Quoting from an earlier series[1], the problem I'm trying to solve is

  A single CPU can spend an excessive amount of time in the kernel operating
  on large amounts of data.  Often these situations arise during initialization-
  and destruction-related tasks, where the data involved scales with system
  size.  These long-running jobs can slow startup and shutdown of applications
  and the system itself while extra CPUs sit idle.

Here are the current consumers:

 - struct page init (boot, hotplug, pmem)
 - VFIO page pinning (kvm guest init)
 - fallocating a hugetlb file (database shared memory init)

On a large-memory server, DRAM page init is ~23% of kernel boot (3.5s/15.2s),
and it takes over a minute to start a VFIO-enabled kvm guest or fallocate a
hugetlb file that occupy a significant fraction of memory.  This work results
in 7-20x speedups and is currently increasing the uptime of our production
kernels.

Future areas include munmap/exit, umount, and __ib_umem_release.  Some of these
need coarse locks broken up for multithreading (zone->lock, lru_lock).

Positive outcomes for the session would be...

 - Finding a strategy for capping the maximum number of threads in a job.

 - Agreeing on a way for the job's threads to respect resource controls.

   In the past few weeks I've been thinking about whether remote charging
   in the CPU controller is feasible (RFD to come), am also considering creating
   workqueue workers directly in cgroup-specific pools instead, and have
   proposed migrating workers in and out of cgroups before[2].  There's also
   memory policy and sched_setaffinity() to think about.

 - Checking the overall design of this thing with the mm community, given that
   current users are all mm-related.

 - Getting advice from others (hallway track) on why some pmem devices
   perform better than others under multithreading.

This work-in-progress branch shows what it looks like now.

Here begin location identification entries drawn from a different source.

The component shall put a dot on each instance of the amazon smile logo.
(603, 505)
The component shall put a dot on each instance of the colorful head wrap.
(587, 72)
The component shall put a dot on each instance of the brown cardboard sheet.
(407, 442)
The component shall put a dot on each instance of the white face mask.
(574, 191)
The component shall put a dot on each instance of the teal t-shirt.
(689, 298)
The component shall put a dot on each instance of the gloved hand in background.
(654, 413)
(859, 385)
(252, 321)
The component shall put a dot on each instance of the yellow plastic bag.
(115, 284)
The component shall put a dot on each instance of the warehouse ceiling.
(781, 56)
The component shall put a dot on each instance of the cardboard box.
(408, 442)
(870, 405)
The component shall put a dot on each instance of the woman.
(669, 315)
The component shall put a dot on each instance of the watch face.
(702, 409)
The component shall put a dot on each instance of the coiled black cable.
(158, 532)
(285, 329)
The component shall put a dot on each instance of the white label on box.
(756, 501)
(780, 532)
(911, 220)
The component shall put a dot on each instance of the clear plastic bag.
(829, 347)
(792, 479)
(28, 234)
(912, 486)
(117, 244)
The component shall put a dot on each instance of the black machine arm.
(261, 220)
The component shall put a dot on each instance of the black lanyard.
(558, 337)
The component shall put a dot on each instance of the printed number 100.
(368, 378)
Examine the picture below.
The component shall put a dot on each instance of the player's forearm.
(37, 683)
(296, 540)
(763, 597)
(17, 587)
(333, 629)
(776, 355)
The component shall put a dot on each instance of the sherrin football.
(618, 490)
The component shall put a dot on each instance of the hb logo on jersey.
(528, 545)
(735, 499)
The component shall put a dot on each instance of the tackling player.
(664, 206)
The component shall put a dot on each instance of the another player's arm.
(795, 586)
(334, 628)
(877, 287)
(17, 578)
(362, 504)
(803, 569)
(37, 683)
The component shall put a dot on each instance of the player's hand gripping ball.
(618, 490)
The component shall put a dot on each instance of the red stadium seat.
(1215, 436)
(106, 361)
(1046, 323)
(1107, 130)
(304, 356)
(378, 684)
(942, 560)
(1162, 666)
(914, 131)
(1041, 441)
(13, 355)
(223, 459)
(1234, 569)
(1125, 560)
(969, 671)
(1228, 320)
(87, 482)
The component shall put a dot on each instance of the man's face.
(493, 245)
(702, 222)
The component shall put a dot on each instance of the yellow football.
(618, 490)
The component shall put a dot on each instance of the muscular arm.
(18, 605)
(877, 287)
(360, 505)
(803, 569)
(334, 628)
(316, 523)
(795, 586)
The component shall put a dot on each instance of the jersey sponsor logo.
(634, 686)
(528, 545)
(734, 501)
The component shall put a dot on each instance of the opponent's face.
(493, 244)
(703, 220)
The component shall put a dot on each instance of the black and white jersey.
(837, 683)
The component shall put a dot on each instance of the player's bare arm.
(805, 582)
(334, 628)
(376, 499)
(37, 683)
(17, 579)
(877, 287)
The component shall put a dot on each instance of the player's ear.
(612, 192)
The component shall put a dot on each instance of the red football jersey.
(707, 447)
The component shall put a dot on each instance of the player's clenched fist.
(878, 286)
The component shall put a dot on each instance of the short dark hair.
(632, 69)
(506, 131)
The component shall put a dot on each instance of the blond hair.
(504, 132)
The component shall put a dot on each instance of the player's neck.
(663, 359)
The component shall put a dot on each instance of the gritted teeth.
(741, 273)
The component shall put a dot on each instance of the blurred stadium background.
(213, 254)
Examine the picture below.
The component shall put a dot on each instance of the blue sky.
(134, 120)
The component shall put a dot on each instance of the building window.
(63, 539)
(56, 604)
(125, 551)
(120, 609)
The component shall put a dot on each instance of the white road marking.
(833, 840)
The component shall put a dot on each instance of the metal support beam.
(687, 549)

    git://oss.oracle.com/git/linux-dmjordan.git padata-mt-wip-v0.2
    https://oss.oracle.com/git/gitweb.cgi?p=linux-dmjordan.git;a=shortlog;h=refs/heads/padata-mt-wip-v0.2

[0] https://lore.kernel.org/linux-crypto/?q=s%3Apadata+d%3A20190212..20200212
[1] https://lore.kernel.org/lkml/20181105165558.11698-1-daniel.m.jordan@xxxxxxxxxx/
[2] https://lore.kernel.org/lkml/20190605133650.28545-1-daniel.m.jordan@xxxxxxxxxx/